Over 130 advanced recipes to search, analyze, deploy, manage, and monitor data effectively with ElasticSearch
About This Book
- Deploy and manage simple ElasticSearch nodes as well as complex cluster topologies
- Write native plugins to extend the functionalities of ElasticSearch to boost your business
- Packed with clear, step-by-step recipes to walk you through the capabilities of ElasticSearch
Who This Book Is For
If you are a developer who implements ElasticSearch in your web applications and want to sharpen your understanding of the core elements and applications, this is the book for you. It is assumed that you've got working knowledge of JSON and, if you want to extend ElasticSearch, of Java and related technologies.
What You Will Learn
- Make ElasticSearch work for you by choosing the best cloud topology and powering it with plugins
- Develop tailored mapping to take full control of index steps
- Build complex queries through managing indices and documents
- Optimize search results through executing analytics aggregations
- Manage rivers (SQL, NoSQL, and web-based) to synchronize and populate cross-source data
- Develop web interfaces to execute key tasks
- Monitor the performance of the cluster and nodes
In Detail
This book will guide you through the complete ElasticSearch ecosystem. From choosing the correct transport layer and communicating with the server to creating and customizing internal actions, you will develop an in-depth knowledge of the implementation of the ElasticSearch architecture.
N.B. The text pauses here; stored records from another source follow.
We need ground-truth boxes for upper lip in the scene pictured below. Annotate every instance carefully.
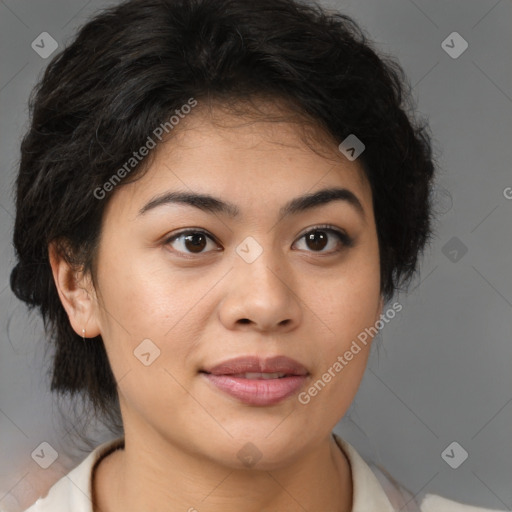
[202,356,309,375]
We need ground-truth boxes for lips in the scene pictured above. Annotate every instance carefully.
[202,356,309,378]
[200,356,309,406]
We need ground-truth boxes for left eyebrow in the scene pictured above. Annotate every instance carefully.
[137,188,365,221]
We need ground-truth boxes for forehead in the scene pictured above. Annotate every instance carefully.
[106,104,371,219]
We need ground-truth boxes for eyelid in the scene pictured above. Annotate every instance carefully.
[164,224,355,257]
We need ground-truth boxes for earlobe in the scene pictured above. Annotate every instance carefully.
[48,242,100,338]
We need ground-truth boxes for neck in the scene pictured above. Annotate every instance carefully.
[93,433,353,512]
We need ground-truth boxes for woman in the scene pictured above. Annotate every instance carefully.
[7,0,504,512]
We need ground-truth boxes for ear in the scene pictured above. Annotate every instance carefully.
[48,242,100,338]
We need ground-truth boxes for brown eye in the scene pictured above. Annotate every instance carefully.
[165,230,216,254]
[299,226,354,253]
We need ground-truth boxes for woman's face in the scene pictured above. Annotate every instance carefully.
[86,106,382,469]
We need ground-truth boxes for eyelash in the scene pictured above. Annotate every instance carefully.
[164,224,354,258]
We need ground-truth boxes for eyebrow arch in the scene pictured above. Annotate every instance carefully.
[138,188,365,221]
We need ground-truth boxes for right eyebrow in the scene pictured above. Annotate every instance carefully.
[138,188,365,221]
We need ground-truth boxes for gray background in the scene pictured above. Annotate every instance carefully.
[0,0,512,511]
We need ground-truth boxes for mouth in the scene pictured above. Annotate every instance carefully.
[199,356,309,406]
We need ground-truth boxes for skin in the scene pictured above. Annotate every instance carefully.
[50,103,382,512]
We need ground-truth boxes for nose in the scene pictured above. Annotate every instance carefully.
[219,250,303,332]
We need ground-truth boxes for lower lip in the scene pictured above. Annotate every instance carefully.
[202,373,307,405]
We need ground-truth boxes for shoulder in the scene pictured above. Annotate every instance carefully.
[333,433,500,512]
[19,438,124,512]
[421,494,506,512]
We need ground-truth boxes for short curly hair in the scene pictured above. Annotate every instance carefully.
[10,0,435,434]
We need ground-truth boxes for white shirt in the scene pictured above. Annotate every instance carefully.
[17,433,504,512]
After creating complex queries and analytics, mapping, aggregation, and scripting, you will master the integration of ElasticSearch's functionality in user-facing applications and take your knowledge one-step further by building custom plugins, developing tailored mapping, executing powerful analytics, and integrating with Python and Java applications.
Alberto Paro
Alberto Paro is an engineer, project manager, and software developer. He currently works as a CTO at Big Data Technologies and as a freelance consultant on software engineering for Big Data and NoSQL solutions. He loves to study emerging solutions and applications mainly related to Big Data processing, NoSQL, natural language processing, and neural networks. He began programming in BASIC on a Sinclair Spectrum when he was 8 years old, and to date, has collected a lot of experience using different operating systems, applications, and programming. In 2000, he graduated in computer science engineering at Politecnico di Milano with a thesis on designing multiuser and multidevice web applications. He assisted professors at the university for about a year. He then came in contact with The Net Planet Company and loved their innovative ideas; he started working on knowledge management solutions and advanced data mining products. In summer 2014, his company was acquired by a Big Data technologies company, where he currently works mainly using Scala and Python on state-of-the-art big data software (Spark, Akka, Cassandra, and YARN). In 2013, he started freelancing as a consultant for Big Data, machine learning, and ElasticSearch. In his spare time, when he is not playing with his children, he likes to work on open source projects. When he was in high school, he started contributing to projects related to the GNOME environment (gtkmm). One of his preferred programming languages is Python, and he wrote one of the first NoSQL backends on Django for MongoDB (Django-MongoDB-engine). In 2010, he began using ElasticSearch to provide search capabilities to some Django e-commerce sites and developed PyES (a Pythonic client for ElasticSearch), as well as the initial part of the ElasticSearch MongoDB river. He is the author of ElasticSearch Cookbook as well as a technical reviewer Elasticsearch Server, Second Edition, and the video course, Building a Search Server with ElasticSearch, all of which are published by Packt Publishing.